People in front of a small shop in Almaty (photo: Anatolij Weisskopf/DW)
People in front of a grocery store in Almaty. Kazakhstan was the last country to declare independence after the collapse of the Soviet Union. "Having spent 70 years under Soviet rule, Kazahkstan, like many of its post-Soviet neighbours, has found itself unable to develop a political identity as a nation-state," writes Sonja Zekri. "The cult of personality, the extreme personalisation of rule, all the schools, streets and cities named after decades of ruling autocrats, the mythologically dressed-up manifestos meant to steer the search for a national identity in the right direction are just a few of the consequences"

Two million Kazakhs died during Soviet-imposed forced settlement

As in Kyrgyzstan, Islam was relatively late to take hold in nomadic Kazakhstan and never penetrated the society, which remained wedded to shamanism and ancestor worship, as deeply as it did the urban cultures of the region: after all, there were no mosques on the steppe. To this day, many describe the Kazakhs' relationship with Islam as "pragmatic".

In his book "Inside Central Asia", Asia expert Dilip Hiro recalls an Islam debate among Kazakh intellectuals before the 1917 Revolution. At that time, thinkers discussed the relationship between Sharia and adat, the traditional moral code, with some of them calling for Islam to be adapted to Kazakh culture. With the arrival of Bolshevism, however, the question became moot.

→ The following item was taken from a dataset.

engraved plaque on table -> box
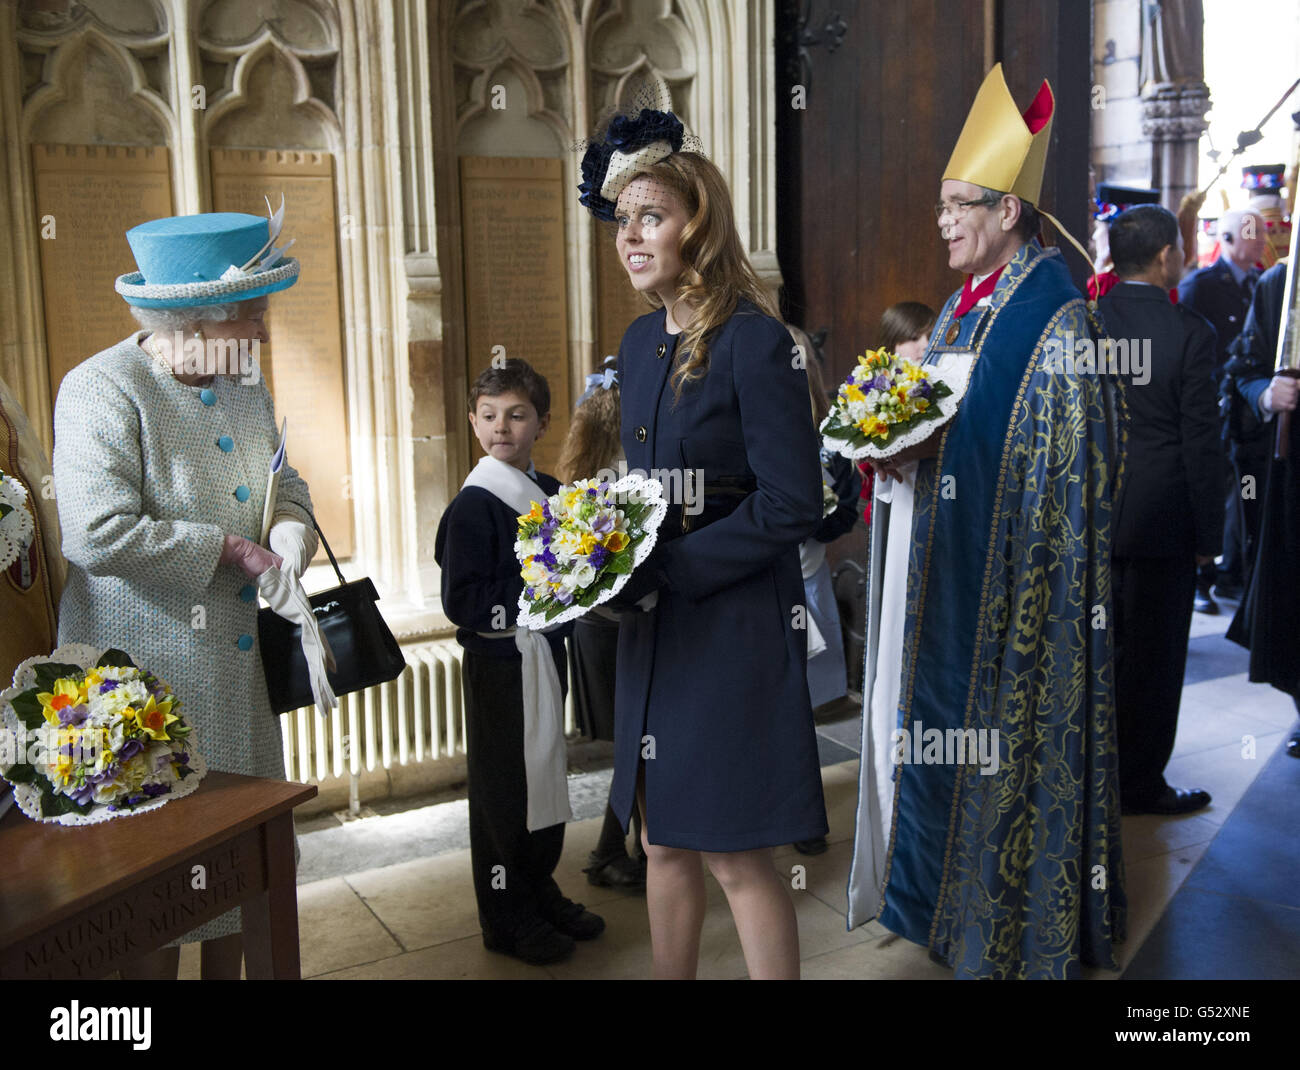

The Bolsheviks wreaked havoc in their modernising frenzy. Certainly, they brought education and electricity, built schools, power stations and canals and liberated women. But they forced the nomads to leave their yurts and settle down, collectivising the cattle in the process. Many Kazakhs slaughtered their cattle before they could be confiscated. Others starved to death. Two million Kazakhs died during the forced settlement process, writes Beate Eschment in "Zentralasien – Ein Lexikon ", one million fled to China or Mongolia.

When the Soviet Union disintegrated, Kazakhstan was the last country to declare independence. The other states of Central Asia were also virtually coerced into independence. Having spent 70 years under Soviet rule, Kazahkstan, like many of its post-Soviet neighbours, has found itself unable to develop a political identity as a nation-state. The cult of personality, the extreme personalisation of rule, all the schools, streets and cities named after decades of ruling autocrats, the mythologically dressed-up manifestos meant to steer the search for a national identity in the right direction are just a few of the consequences.

There is still no clear picture of exactly who was protesting and why, and who carried out the looting in Kazakhstan. But one of the slogans was 'Grandfather, get lost', targeting Nazarbayev and his kleptocratic family. The days of the beloved leader are numbered.